IRS clarifies tax rules for state and DC Paid Family and Medical Leave (PFML) programs: What employers need to know
What’s new?
The IRS issued Revenue Ruling 2025-4, updated by Notice 2026-6, which explains how to handle federal taxes for contributions to — and benefits from — state and DC PFML programs. This guidance covers 14 states plus Washington, DC, where private employers must comply with PFML laws.
Key takeaways for employers:
- Employee contributions: Required employee contributions to state PFML programs are withheld after tax. These amounts are included in employees’ gross income and subject to federal income tax, Social Security, Medicare, and unemployment taxes. Employees may be able to deduct these contributions on their state income tax returns, subject to limits.
- Employer contributions: Required employer contributions are deductible as a business expense but are not included in employees’ taxable income.

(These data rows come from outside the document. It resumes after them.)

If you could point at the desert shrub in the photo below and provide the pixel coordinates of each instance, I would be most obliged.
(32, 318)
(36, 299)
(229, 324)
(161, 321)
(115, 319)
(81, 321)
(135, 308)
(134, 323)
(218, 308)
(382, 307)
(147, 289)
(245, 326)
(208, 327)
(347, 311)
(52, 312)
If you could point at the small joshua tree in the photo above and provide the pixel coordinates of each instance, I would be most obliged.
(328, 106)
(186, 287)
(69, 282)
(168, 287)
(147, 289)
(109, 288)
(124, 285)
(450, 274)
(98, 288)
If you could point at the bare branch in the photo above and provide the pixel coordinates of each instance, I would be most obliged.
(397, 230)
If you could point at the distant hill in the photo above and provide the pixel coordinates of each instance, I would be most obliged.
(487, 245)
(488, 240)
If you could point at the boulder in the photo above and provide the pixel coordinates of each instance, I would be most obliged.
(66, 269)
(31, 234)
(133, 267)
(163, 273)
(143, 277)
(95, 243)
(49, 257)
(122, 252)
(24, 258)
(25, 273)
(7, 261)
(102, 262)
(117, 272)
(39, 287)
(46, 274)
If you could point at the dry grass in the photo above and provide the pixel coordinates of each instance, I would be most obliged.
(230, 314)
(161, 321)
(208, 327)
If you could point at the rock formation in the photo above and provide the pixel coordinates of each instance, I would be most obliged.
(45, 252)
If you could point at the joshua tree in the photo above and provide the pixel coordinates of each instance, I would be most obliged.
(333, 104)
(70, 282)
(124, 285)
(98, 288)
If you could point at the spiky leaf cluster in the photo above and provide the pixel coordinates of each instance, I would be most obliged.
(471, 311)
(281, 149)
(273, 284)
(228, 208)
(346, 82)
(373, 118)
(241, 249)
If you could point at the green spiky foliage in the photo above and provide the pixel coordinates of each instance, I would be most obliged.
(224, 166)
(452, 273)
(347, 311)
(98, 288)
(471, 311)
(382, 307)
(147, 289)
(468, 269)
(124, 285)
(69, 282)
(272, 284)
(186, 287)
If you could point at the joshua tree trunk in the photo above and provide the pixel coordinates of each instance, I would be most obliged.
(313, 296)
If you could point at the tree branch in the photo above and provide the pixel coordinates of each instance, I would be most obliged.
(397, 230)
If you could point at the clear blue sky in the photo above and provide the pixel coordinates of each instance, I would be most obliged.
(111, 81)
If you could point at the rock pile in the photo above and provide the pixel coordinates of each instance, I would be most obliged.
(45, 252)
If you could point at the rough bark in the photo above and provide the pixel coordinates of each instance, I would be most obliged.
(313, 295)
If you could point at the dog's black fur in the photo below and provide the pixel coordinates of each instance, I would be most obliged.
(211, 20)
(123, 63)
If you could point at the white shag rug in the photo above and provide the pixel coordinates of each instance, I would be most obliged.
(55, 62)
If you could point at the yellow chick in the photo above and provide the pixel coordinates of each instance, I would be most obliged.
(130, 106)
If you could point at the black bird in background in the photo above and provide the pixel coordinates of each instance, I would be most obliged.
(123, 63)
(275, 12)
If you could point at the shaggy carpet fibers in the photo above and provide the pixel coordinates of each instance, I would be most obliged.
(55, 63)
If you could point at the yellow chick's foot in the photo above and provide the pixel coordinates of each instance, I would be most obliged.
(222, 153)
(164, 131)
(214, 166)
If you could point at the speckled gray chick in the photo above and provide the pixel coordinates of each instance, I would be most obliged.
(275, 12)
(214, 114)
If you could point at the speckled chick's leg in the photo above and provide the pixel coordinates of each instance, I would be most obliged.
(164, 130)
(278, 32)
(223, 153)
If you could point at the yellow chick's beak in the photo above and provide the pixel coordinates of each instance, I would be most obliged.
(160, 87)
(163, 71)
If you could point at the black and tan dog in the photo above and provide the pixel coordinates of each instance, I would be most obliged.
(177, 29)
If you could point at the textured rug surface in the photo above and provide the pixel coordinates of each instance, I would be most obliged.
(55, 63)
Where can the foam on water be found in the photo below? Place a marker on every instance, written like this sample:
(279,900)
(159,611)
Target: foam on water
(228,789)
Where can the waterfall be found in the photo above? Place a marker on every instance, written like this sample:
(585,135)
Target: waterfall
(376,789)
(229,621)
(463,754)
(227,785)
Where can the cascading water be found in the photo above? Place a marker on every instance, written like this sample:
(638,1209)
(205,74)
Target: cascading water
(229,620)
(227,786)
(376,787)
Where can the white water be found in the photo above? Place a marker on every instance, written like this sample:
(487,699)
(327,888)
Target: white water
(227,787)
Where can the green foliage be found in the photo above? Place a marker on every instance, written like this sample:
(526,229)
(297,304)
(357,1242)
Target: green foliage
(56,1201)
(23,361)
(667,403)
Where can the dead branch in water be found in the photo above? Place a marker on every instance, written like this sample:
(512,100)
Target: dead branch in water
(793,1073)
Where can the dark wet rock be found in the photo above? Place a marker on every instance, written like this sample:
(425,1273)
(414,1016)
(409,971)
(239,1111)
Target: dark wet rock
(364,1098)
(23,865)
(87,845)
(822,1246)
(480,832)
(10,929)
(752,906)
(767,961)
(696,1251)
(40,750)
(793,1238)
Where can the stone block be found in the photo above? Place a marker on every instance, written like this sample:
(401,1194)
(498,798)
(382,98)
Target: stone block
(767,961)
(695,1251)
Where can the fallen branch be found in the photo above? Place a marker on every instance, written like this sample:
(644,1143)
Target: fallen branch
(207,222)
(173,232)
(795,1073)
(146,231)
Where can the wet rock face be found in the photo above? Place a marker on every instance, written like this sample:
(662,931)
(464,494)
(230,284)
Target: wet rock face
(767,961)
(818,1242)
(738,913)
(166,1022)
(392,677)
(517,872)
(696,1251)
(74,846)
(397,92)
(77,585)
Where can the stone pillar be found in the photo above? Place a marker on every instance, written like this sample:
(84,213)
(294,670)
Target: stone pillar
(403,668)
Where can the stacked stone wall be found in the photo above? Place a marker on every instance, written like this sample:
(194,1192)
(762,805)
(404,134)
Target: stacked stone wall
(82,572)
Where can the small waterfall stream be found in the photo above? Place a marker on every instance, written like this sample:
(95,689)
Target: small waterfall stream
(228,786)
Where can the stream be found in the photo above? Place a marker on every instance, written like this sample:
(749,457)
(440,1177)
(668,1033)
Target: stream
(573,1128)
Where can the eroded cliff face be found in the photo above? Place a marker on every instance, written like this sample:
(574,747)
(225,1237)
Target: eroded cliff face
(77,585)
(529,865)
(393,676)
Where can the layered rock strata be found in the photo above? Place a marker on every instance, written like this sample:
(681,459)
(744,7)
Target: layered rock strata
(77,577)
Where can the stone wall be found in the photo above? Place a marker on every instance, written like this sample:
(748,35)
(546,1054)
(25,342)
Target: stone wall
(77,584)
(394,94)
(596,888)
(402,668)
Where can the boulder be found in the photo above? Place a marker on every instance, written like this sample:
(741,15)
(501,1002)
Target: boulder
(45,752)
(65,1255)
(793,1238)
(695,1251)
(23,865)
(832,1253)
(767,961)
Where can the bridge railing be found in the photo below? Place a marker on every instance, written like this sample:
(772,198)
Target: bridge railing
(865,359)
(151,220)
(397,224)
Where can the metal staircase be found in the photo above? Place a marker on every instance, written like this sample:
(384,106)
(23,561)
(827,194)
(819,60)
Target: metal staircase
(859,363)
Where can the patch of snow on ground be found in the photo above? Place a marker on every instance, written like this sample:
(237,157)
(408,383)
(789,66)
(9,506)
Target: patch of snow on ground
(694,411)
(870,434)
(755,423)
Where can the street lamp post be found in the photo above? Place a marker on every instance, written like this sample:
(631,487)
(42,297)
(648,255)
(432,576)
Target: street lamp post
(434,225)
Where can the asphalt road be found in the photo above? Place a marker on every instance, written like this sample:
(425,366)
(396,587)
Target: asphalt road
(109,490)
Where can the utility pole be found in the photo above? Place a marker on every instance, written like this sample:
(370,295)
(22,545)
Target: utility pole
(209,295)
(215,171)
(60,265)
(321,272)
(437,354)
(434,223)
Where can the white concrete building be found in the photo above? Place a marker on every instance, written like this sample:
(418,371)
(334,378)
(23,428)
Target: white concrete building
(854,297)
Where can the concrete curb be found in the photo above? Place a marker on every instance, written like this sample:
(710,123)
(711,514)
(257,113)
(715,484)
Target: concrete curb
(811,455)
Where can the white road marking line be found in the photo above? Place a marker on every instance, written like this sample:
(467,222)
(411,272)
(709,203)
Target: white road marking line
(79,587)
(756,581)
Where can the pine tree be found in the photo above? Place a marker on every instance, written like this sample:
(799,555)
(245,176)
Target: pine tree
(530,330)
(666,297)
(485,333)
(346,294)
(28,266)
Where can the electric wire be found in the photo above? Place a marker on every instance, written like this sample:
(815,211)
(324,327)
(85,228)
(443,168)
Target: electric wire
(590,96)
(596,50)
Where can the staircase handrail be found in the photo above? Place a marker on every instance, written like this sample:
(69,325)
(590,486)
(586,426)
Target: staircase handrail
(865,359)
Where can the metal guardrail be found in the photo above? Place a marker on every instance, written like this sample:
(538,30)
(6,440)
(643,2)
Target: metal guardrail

- Voluntary employer contributions: If an employer chooses to pay some or all of the employee’s required contribution (called an “employer pick-up”), this amount is treated as taxable wages for the employee and subject to all applicable federal taxes.
- Benefit payments:
- Family leave benefits are taxable income but not subject to Social Security, Medicare, or unemployment tax withholding. States must issue Form 1099 for benefits over $600.
- Medical leave benefits are partially taxable depending on who paid the contributions. Benefits tied to employee contributions are generally tax-free, while those tied to employer contributions are taxable wages.
Transitional relief for 2025 and 2026
To ease the transition, the IRS is providing temporary relief from penalties for certain tax withholding and reporting requirements through 2026. However, employer pick-up contributions made in 2026 must be treated as taxable wages.
What employers should do now
- Review and update payroll systems to correctly withhold and report PFML contributions and benefits.
- Communicate clearly with employees about how PFML contributions and benefits affect their taxes.
- Train HR and payroll staff on the new rules.
- Stay alert for additional guidance from state PFML administrators and the IRS, especially if you offer private PFML plans instead of participating in state programs.
- 69% say that improving administration of FML and other leaves is a priority.
Why This Matters
With PFML programs expanding, understanding these tax rules helps employers avoid costly mistakes and ensures employees receive accurate tax information. Proper compliance also supports smooth administration of leave benefits and payroll.
For more detailed information, employers can refer to IRS Revenue Ruling 2025-4 and Notice 2026-6, or consult with tax professionals.